La Cina è stata infatti il Paese che più ha investito nel tennis; il presidente della Wta nel 2018, dopo aver concluso un accordo decennale che avrebbe portato le Finals, il torneo di fine anno, da Singapore a Shenzen fino al 2030 ( un trasloco che ha raddoppiato il montepremi da 7 a 14 milioni di euro) aveva paragonato la regione del Delta alla Silicon Valley, una regione in crescita grazie alla quale sarebbe cresciuto anche il tennis. E così fu: investimenti, stadi e impianti nuovi, sponsor e montepremi che promettevano di fare passare il jet lag alle giocatrici e a uno sport fino a quel momento eurocentrico. Le sole Finals avrebbero garantito, dal 2022 al 2030 150 milioni di investimenti, soldi che avrebbero aiutato il tennis a crescere, la Cina a legittimarsi, un accordo che lasciava tutti contenti e tutti sopra il carro dei vincitori.

 

La sparizione di Peng Shuai ha fatto scendere la Wta dal carro, ed è l’unica associazione professionistica ad uscire dal mercato, accettando di perdere una cifra che è stimata intorno al miliardo di euro. I soldi sono importanti e non bastano: la vicenda della tennista scomparsa è, a detta di Simon, più importante di qualunque business. Il boicottaggio del movimento femminile è l’ultimo di una serie di azioni che ha visto le tenniste scendere in campo per i diritti, sempre per prime, sempre da sole.
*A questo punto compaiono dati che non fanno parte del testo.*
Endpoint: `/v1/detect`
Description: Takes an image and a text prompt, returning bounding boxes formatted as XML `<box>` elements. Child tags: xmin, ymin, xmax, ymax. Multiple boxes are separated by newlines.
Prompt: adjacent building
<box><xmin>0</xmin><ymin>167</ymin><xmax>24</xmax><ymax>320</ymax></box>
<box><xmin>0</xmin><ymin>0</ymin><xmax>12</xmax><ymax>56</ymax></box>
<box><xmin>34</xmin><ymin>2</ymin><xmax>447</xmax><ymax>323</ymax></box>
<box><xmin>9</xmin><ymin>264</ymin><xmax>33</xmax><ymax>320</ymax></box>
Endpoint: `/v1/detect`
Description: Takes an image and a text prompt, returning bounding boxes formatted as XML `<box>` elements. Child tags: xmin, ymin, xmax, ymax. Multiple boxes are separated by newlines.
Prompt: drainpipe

Dalla fine delle barriere interrazziali (Althea Gibson) alla richiesta parità di salario (Billie Jean King e Venus Williams), dal diritto di fare coming out (Billie Jean King, Martina Navratilova) a quello di scioperare per protestare contro “il genocidio dei neri da parte della polizia statunitense” (Naomi Osaka) a quello, infine, di essere depressi (sempre Naomi Osaka) sono le tenniste le vere attiviste del mondo dello sport e, come dice saggiamente Billie Jean King, sono loro che dimostrano di essere, sempre e con anticipo, “dalla parte giusta della storia”.